Les enfants sont capables de prendre des responsabilités pour aider au fonctionnement de la vie de la classe. Ainsi, ils découvrent l’engagement et la joie dans l’accomplissement d’une tâche. Les règles de vie se créent au jour le jour, selon les événements. C’est ainsi que, même si les enfants ne savent pas lire, chaque règle est écrite sur un panneau visible de tous dans la classe. Il est important pour le groupe d’avoir ce lieu de référence commun à la classe. D’une année sur l’autre, les règles ne sont pas toutes les mêmes, même si « l’idée » est la même : respect de l’autre et du matériel, respect de son travail et de celui d’autrui…

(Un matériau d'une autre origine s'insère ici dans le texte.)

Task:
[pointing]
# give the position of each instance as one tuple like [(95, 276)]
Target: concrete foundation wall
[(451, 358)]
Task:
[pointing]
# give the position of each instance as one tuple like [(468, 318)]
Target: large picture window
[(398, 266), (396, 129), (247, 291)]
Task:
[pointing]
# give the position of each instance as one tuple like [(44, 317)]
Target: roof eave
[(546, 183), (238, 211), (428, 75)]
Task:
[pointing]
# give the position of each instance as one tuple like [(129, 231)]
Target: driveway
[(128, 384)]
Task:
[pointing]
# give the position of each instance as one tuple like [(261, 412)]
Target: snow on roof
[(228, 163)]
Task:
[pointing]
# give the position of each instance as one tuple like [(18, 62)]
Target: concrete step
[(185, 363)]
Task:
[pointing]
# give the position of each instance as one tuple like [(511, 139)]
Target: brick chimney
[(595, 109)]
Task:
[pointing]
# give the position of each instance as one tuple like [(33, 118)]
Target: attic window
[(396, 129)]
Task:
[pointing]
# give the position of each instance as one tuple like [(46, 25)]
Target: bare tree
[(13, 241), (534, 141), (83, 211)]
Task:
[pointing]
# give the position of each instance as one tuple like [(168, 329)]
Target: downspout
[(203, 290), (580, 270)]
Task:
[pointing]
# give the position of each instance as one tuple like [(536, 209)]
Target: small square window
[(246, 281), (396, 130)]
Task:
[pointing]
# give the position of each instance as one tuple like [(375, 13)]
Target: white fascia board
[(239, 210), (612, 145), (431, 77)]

L’accent est mis sur le fait de privilégier la parole en cas de conflit plutôt que la violence. Ainsi, celui qui enfreint la règle se voit exclu du groupe le temps de la réflexion et « mis au coin ». Il est ensuite appelé à s’expliquer sur son geste. Lorsqu’il a su exprimer pour quelle raison il avait été exclu, lorsqu’il reconnaît son geste, qu’il aurait pu faire autrement, et comment, l’enfant est invité à demander pardon, à ne plus recommencer. Il est alors réintégré au groupe. L’enfant se sait respecté et reconnu. Il voit que la relation à l’autre n’a pas été altérée puisque l’adulte lui témoigne à nouveau sa confiance. Il peut sortir de cette expérience renouvelé.

A travers ces exemples, j’ai voulu montrer qu’à l’école maternelle, un enfant de trois ou quatre ans est à la fois capable de prendre une responsabilité au sein d’un groupe, et également capable de prise de conscience sur ses responsabilités envers les membres de ce groupe. En conclusion, je dirai que pour moi, l’éducation au choix commence par l’éducation à la responsabilité.